Excerpt from 'Face, A Memoir,' Part Six

This is Part Six of my memoir, Face. I was hit by a car and severely injured as a child--my left cheek and eyelid were scraped away, and I endured fifteen years of surgeries after. Many years later, as I was getting ready to be married, my dad gives me a folder containing photos that force me to confront a time I had stuffed deeply away...(Read Part Five here.)

Twenty-four years later, as I sat on the concrete floor of a rented storage space and once again leafed through the files, I was instantly transported back to childhood, to when I was five. My hands shook as I sifted through the papers. And then I saw them. The photos. They were close-ups, taken a few months after the accident.

The left side of my face was red and raw, with ridges of skin built up in the middle of the left cheek like the spine of a mountain range. A piece of thick skin bisected the left eye, connecting the top and lower lids. I wondered if my dad had looked at the photos before he gave me the folder. Certainly he had seen them before, but did he consider how it would make me feel to look at them now? Or had he just put them out of his mind and not realized the impact they would have on me? Or perhaps this was his way of giving me back a part of my life that he felt belonged only to me, that I had to be the keeper now, of the story and all its attendant heartaches. Today, I believe he was giving me a gift, the gift of a past that I didn’t want to look at then, didn’t intend to look at ever. In a way, it was a gift of great love. Though I wouldn’t realize it until after he was gone.

As I sat on the concrete floor, I stared at that face, and let the tears come. Great heaving sobs pulled at my lungs and shook my ribcage. It was as if those pictures had the power to hold me hostage—that they had held me hostage for forty-five years. And I was reduced to a quivering, fearful child once again.

A few days later I took the photos out again. I could barely stand to look at them. They represented all the hurt, all the taunts, all the pain I had spent years stuffing away, convinced if I didn’t think about the accident and how it made me look, it couldn’t hurt me anymore.
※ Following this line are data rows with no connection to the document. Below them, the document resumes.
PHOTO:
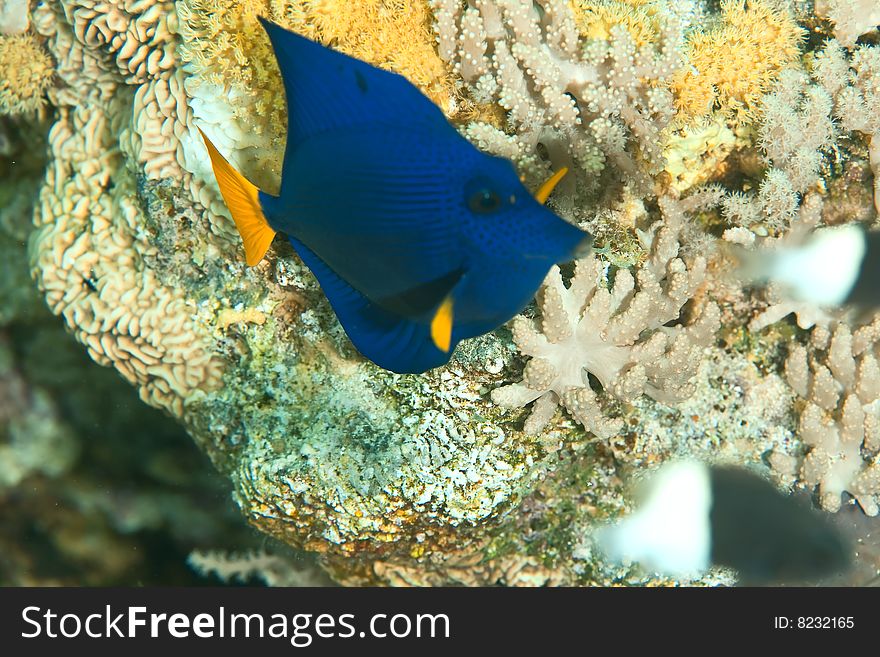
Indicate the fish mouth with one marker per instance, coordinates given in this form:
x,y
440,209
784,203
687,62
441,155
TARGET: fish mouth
x,y
583,248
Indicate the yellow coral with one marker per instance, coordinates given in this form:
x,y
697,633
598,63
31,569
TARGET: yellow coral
x,y
26,72
736,61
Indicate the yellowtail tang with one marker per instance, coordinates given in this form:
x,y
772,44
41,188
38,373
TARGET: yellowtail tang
x,y
418,239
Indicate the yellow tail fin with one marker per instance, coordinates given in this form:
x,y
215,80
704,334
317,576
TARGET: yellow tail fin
x,y
244,205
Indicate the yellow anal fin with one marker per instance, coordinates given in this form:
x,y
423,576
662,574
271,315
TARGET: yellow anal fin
x,y
441,326
547,188
244,205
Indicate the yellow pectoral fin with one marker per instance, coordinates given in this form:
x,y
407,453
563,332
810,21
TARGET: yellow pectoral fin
x,y
441,325
547,188
244,205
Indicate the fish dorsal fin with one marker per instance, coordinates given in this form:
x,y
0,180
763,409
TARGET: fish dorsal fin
x,y
242,199
391,341
327,90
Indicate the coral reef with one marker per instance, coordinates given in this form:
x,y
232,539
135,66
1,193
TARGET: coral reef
x,y
271,569
95,487
851,18
736,61
585,103
27,74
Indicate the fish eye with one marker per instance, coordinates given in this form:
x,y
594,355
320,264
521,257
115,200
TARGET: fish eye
x,y
484,201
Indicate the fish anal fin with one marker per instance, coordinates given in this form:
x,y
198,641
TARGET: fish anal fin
x,y
243,201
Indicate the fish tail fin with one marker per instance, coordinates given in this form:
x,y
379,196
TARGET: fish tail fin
x,y
242,199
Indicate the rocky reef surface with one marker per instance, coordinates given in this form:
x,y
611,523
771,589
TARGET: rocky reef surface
x,y
685,125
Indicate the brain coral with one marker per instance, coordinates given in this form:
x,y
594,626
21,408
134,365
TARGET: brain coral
x,y
396,478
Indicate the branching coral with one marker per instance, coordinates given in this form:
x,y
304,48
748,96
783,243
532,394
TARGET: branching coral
x,y
854,83
584,96
89,251
617,334
733,63
795,130
26,73
840,424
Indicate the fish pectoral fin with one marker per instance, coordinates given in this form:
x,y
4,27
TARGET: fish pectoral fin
x,y
441,325
390,340
547,188
242,199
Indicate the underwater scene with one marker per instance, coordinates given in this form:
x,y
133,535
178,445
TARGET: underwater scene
x,y
439,292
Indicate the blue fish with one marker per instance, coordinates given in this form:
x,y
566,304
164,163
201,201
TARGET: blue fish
x,y
418,239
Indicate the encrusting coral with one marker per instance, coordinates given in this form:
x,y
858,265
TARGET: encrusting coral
x,y
840,424
414,479
90,252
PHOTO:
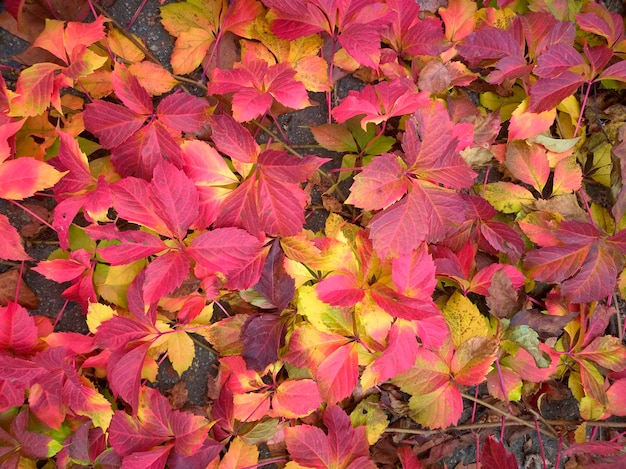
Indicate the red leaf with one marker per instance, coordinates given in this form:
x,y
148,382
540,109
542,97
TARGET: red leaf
x,y
134,245
398,357
528,163
255,84
493,454
431,149
410,35
164,274
557,59
337,375
340,289
428,213
276,285
229,251
182,112
124,373
488,43
598,20
21,178
309,446
231,138
547,93
380,184
414,274
381,102
11,247
262,335
131,93
71,158
287,401
111,123
17,329
131,198
175,198
356,24
144,150
616,71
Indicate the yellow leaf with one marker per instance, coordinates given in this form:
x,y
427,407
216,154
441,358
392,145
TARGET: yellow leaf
x,y
464,319
240,455
97,313
112,281
154,78
181,351
123,47
322,316
507,197
525,125
190,49
459,18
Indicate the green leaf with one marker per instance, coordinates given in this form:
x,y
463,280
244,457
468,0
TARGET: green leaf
x,y
528,339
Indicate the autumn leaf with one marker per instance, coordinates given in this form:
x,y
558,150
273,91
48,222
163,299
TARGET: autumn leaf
x,y
381,102
342,447
255,85
136,146
355,24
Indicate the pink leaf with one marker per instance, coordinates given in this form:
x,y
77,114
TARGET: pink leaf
x,y
380,184
164,274
182,112
11,247
547,93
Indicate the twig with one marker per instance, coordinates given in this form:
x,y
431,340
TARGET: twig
x,y
508,415
276,137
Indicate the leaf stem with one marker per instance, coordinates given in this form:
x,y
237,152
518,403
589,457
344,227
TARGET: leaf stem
x,y
507,415
32,214
276,137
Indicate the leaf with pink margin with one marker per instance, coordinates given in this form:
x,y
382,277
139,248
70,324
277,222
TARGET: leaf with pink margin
x,y
340,289
129,90
488,44
557,59
175,198
111,123
337,375
22,177
617,72
287,401
18,331
397,358
232,139
182,112
547,93
262,335
11,247
164,274
381,183
381,102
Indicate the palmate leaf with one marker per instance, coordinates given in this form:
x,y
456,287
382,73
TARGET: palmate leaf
x,y
255,85
270,199
586,265
137,147
410,35
343,446
356,24
381,102
11,248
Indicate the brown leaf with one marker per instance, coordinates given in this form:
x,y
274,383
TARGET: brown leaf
x,y
178,395
503,299
8,285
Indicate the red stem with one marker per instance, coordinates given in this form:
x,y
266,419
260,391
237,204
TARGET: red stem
x,y
32,214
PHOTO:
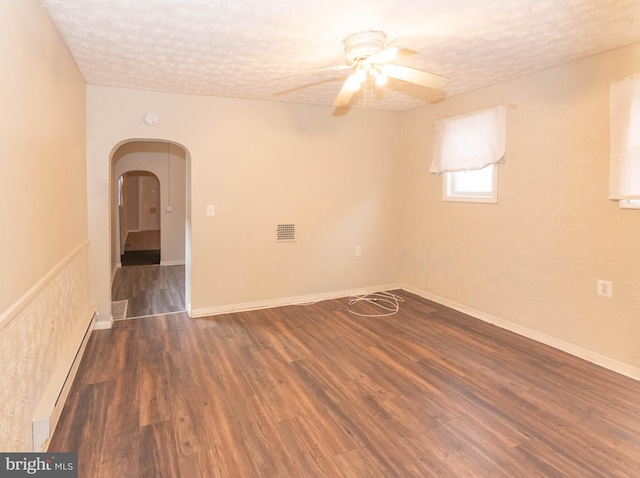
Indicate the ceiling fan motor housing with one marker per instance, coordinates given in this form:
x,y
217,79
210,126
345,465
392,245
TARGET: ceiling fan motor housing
x,y
363,44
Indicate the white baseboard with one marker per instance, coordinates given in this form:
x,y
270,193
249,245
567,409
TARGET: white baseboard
x,y
48,412
104,324
172,263
588,355
302,299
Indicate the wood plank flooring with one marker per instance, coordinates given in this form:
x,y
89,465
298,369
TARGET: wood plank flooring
x,y
142,241
313,391
150,290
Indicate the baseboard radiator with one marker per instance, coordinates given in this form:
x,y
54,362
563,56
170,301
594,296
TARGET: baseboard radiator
x,y
50,408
I lowered myself to the floor. I wanted to be as close to the ground as possible; I feared I might collapse if I wasn’t. I peered at the first photo. It was taken from the front, and that little girl was staring straight at the photographer. Her eyes appeared to be the eyes of an old soul, someone who has suffered and survived. There was something in the eyes of that child, that five-year-old, that was way beyond her years. Way beyond the pain and suffering, beyond the here and now, planted firmly in the Divine. Sure of herself and sure she would survive, no matter what. The second photo, taken from the left side, was entirely different. It was of a small child afraid, terrified of being hurt, of being abandoned to the nurses and doctors once again, of being left in the hands of people who didn’t care, or didn’t seem to. That child’s eyes reflected such a deep sadness, a grief so profound I wanted to hold her, reach out to her across the years and make her safe. But I couldn’t. Not yet.